Mungkin karena terpojok, Prabowo sampai slip of tongue ketika menyebut omon-omon, padahal maksudnya omong-omong. Ungkapan itu untuk menyerang balik Anies di mana menurut Prabowo Indonesia tidak membutuhkan pemimpin yang pandai bicara.
Prabowo mungkin lupa, kemampuan berbicara secara runut dan jelas, ketika menjabarkan sikap politik, pemikiran dan gagasan, adalah bukti intelektualitas, keluasan pengetahuan, dan penguasaan atas tema yang dibahas.

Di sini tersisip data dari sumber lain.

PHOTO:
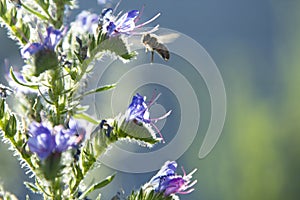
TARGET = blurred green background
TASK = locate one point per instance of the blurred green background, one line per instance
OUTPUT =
(256, 45)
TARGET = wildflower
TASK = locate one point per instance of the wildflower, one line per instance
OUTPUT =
(168, 182)
(21, 79)
(86, 22)
(44, 56)
(126, 24)
(45, 140)
(48, 43)
(66, 138)
(41, 141)
(138, 111)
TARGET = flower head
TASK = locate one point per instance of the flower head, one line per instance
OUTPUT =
(126, 24)
(21, 79)
(168, 182)
(41, 141)
(45, 140)
(48, 43)
(138, 111)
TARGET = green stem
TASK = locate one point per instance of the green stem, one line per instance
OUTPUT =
(60, 9)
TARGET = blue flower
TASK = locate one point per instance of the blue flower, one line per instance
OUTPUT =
(41, 141)
(126, 24)
(86, 22)
(66, 138)
(20, 78)
(168, 182)
(138, 111)
(48, 43)
(45, 140)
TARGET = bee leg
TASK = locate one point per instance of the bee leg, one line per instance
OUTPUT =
(152, 56)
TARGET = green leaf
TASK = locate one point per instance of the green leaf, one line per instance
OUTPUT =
(3, 8)
(20, 83)
(142, 132)
(11, 127)
(2, 108)
(97, 186)
(32, 187)
(115, 45)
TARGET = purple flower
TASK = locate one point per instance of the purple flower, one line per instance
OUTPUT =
(168, 182)
(20, 78)
(138, 111)
(66, 138)
(86, 22)
(126, 24)
(41, 141)
(48, 43)
(45, 140)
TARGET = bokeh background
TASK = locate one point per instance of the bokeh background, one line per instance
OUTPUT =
(256, 46)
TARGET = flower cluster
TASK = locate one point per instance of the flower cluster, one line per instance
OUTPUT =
(168, 182)
(126, 24)
(138, 112)
(47, 43)
(45, 140)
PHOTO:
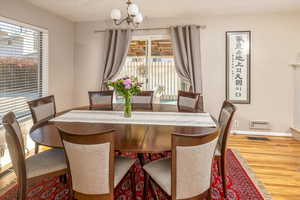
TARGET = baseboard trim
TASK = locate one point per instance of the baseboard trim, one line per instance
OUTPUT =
(262, 133)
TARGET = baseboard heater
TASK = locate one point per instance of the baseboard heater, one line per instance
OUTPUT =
(261, 125)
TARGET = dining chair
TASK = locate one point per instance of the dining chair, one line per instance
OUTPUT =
(101, 100)
(187, 174)
(94, 169)
(42, 109)
(225, 119)
(45, 164)
(189, 101)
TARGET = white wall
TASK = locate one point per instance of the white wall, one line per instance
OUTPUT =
(61, 46)
(275, 41)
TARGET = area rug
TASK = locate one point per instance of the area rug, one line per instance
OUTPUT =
(241, 184)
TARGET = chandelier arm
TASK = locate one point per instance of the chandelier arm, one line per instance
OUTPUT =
(119, 22)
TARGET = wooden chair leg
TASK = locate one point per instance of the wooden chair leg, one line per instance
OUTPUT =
(224, 175)
(132, 180)
(153, 189)
(36, 150)
(63, 179)
(146, 185)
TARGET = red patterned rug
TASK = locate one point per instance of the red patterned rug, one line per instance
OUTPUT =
(241, 185)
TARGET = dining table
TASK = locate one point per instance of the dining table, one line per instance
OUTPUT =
(140, 139)
(136, 138)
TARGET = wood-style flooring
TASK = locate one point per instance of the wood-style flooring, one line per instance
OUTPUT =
(275, 162)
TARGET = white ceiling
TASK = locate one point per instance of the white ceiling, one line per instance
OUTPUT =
(92, 10)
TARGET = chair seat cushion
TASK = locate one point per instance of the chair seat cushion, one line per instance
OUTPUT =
(160, 172)
(46, 162)
(218, 151)
(122, 165)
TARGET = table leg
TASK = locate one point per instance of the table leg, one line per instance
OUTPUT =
(146, 176)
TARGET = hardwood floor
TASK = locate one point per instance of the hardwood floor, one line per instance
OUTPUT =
(275, 162)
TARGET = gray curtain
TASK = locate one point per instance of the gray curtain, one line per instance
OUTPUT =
(186, 48)
(116, 43)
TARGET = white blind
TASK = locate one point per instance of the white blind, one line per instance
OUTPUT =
(23, 67)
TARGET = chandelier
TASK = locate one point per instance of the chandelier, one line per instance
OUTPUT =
(134, 17)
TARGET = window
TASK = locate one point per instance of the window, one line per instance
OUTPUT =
(151, 60)
(23, 66)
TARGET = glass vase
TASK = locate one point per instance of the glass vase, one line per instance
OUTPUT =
(127, 107)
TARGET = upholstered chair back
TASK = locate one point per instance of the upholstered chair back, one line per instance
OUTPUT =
(192, 165)
(225, 119)
(101, 98)
(188, 100)
(15, 145)
(144, 97)
(90, 161)
(42, 108)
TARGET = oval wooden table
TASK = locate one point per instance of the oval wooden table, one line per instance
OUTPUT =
(138, 139)
(128, 138)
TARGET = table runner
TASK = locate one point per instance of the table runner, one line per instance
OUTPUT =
(145, 118)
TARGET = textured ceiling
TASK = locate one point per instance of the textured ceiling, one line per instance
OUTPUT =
(92, 10)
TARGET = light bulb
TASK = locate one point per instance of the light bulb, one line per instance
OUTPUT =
(133, 9)
(138, 18)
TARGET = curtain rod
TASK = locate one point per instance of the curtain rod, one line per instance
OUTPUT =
(145, 29)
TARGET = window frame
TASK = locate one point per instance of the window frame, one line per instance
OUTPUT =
(43, 71)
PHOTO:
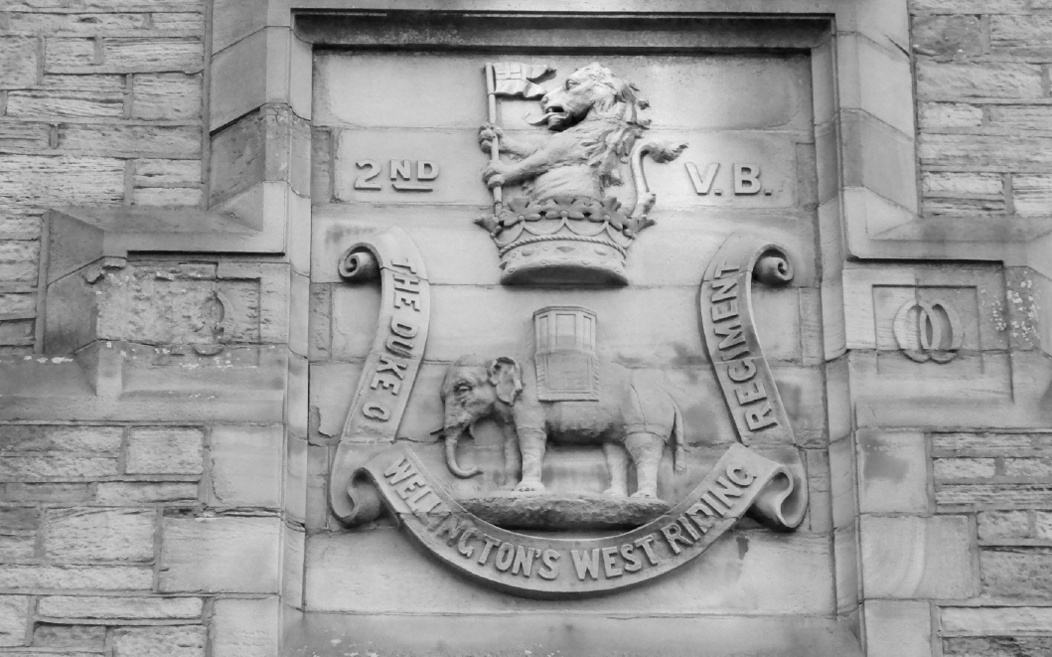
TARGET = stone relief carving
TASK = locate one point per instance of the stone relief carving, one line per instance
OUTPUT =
(564, 227)
(473, 533)
(928, 331)
(631, 419)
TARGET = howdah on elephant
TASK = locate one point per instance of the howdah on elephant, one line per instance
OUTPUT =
(630, 419)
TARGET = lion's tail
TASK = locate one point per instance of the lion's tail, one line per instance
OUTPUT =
(679, 450)
(660, 151)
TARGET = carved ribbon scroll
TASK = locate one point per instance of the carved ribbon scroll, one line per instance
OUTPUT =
(557, 568)
(391, 366)
(745, 377)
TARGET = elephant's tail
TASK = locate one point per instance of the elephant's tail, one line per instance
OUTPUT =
(679, 450)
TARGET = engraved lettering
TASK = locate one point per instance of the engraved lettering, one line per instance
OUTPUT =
(401, 169)
(380, 382)
(710, 500)
(731, 332)
(609, 565)
(750, 392)
(400, 347)
(586, 562)
(450, 527)
(375, 411)
(760, 417)
(403, 330)
(505, 556)
(363, 181)
(702, 185)
(746, 179)
(694, 534)
(673, 535)
(406, 300)
(549, 565)
(524, 560)
(386, 365)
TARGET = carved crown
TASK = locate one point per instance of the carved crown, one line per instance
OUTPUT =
(563, 240)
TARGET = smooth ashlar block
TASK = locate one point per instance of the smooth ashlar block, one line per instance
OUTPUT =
(246, 465)
(220, 554)
(893, 472)
(897, 629)
(916, 557)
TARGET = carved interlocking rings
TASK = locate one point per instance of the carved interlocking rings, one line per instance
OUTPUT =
(928, 331)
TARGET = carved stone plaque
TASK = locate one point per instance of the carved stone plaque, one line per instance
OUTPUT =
(567, 390)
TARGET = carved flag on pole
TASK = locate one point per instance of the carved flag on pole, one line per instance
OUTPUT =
(512, 79)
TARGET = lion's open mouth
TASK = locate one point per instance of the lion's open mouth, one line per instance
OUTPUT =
(553, 116)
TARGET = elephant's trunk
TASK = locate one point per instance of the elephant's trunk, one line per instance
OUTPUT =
(452, 437)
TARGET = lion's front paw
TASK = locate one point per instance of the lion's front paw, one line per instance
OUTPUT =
(487, 134)
(529, 486)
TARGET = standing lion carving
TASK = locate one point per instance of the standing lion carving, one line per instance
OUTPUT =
(593, 125)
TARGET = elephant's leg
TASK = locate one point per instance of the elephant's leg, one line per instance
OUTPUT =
(616, 462)
(531, 443)
(646, 450)
(512, 459)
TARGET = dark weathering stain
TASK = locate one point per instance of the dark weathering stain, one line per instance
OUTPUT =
(881, 464)
(743, 545)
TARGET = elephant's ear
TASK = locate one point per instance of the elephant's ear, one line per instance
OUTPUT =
(506, 377)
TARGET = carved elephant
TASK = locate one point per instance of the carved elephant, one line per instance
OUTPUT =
(630, 419)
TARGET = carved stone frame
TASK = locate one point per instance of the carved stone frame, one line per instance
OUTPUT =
(260, 64)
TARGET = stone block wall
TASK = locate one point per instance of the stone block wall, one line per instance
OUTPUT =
(100, 104)
(138, 539)
(984, 109)
(985, 120)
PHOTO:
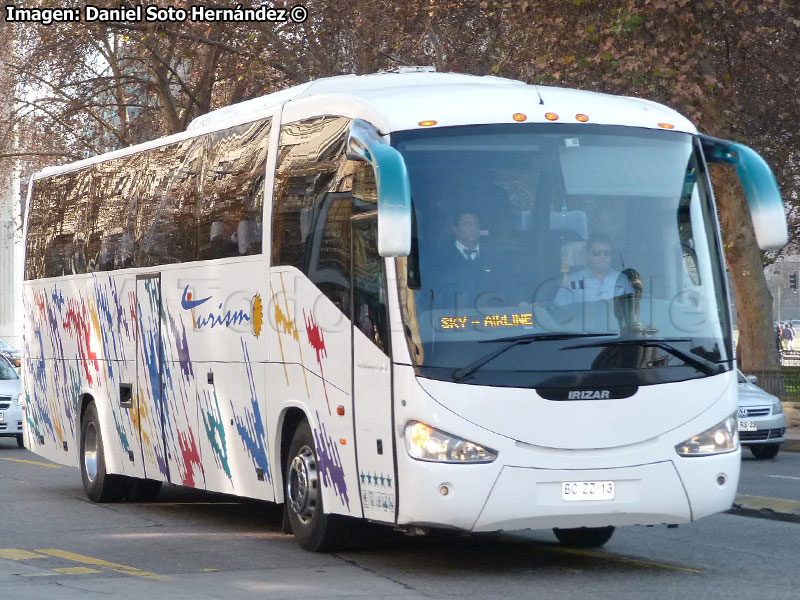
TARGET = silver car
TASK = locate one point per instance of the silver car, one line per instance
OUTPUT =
(10, 411)
(762, 424)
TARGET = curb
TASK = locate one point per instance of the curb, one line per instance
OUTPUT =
(775, 509)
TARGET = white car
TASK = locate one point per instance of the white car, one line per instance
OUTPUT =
(762, 424)
(10, 411)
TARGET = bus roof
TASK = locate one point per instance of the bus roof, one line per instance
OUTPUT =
(398, 101)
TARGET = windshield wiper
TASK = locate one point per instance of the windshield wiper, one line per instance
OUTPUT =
(698, 362)
(464, 372)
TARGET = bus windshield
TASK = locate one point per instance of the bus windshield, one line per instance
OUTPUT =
(542, 250)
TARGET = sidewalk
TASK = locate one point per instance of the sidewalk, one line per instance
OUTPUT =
(771, 508)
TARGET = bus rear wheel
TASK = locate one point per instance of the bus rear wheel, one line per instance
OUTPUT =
(314, 530)
(584, 537)
(99, 485)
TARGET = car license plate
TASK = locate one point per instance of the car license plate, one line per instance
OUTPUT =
(574, 491)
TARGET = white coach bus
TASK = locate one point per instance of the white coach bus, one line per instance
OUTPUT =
(426, 300)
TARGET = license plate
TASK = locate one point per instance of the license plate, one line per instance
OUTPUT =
(574, 491)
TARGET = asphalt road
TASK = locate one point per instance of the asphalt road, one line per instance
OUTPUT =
(55, 544)
(775, 478)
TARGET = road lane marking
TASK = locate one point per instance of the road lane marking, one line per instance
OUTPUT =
(17, 554)
(622, 559)
(76, 570)
(33, 462)
(99, 562)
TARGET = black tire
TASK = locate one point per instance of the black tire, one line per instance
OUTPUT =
(584, 537)
(314, 530)
(762, 451)
(99, 485)
(143, 490)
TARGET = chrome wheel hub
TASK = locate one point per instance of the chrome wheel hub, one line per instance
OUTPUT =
(90, 452)
(302, 485)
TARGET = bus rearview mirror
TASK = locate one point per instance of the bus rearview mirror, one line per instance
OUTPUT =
(760, 186)
(394, 190)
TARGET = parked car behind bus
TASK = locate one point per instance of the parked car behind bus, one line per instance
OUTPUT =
(762, 424)
(12, 354)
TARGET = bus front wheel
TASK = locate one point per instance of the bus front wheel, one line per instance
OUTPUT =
(315, 530)
(584, 537)
(99, 485)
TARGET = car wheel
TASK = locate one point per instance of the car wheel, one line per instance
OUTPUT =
(99, 485)
(763, 451)
(584, 537)
(313, 529)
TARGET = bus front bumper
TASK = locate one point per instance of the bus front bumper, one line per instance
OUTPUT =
(665, 492)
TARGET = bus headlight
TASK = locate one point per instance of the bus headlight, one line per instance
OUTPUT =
(720, 438)
(423, 442)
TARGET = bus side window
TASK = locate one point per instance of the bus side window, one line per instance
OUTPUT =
(165, 217)
(369, 303)
(310, 155)
(232, 191)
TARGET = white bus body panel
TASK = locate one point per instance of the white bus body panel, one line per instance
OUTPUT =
(522, 487)
(81, 337)
(310, 368)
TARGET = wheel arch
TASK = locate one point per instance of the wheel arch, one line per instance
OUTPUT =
(290, 418)
(85, 398)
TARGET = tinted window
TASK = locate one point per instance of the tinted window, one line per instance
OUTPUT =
(232, 192)
(200, 198)
(311, 165)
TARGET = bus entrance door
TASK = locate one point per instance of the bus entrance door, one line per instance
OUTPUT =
(148, 400)
(372, 376)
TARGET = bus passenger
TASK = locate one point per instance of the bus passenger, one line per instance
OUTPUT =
(597, 280)
(466, 265)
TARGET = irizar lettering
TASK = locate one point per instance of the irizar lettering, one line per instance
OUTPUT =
(589, 395)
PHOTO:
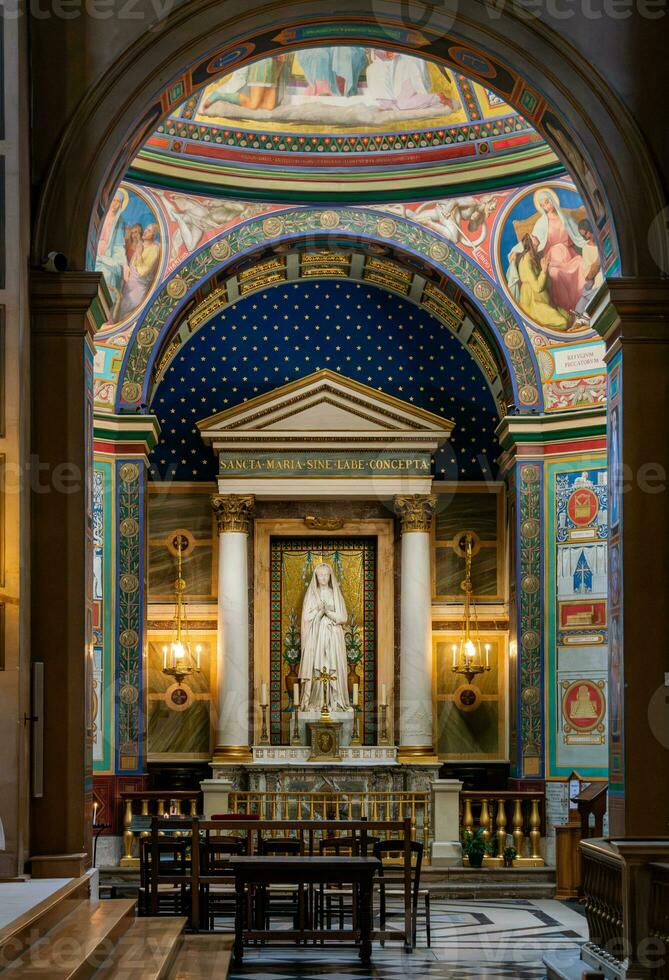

Kecakapan berpikir dan kemampuan menjabarkan dengan bahasa yang baik dan mudah dimengerti, diperlukan bagi seorang pemimpin. Sebab Indonesia harus kembali ke kancah internasional dan memenangkan pertarungan terkait isu-isu yang menguntungkan.
Satu hal yang perlu diingat, banyak keuntungan dan kemenangan yang dicapai Indonesia di forum internasional berkat kemampuan diplomasi, kemampuan orasi para diplomat dalam menjabarkan kehendak dan tujuan Indonesia.
Pengakuan kemerdekaan Indonesia oleh negara-negara di dunia tidak terlepas dari diplomasi luar biasa yang dilakukan Haji Agus Salim, AR Baswedan, dll.
Hasil Konferensi Meja Bundar di Den Haag, Belanda pada 1949, yang mengembalikan kedaulatan Indonesia tidak terlepas dari kelihaian diplomasi Mohammad Roem, Johannes Leimena, Ali Sastroamidjojo, hingga Sumitro Djojohadikusumo.
Demikian juga terwujudnya NKRI dengan luas lautan yang dimiliki Indonesia, berkat diplomasi luar negeri Indonesia yang luar biasa sehingga Deklarasi Djuanda 1957 yang memuat tentang batas teritorial laut Indonesia diakui sebagai konvensi hukum laut (UNCLOS) PBB 1982.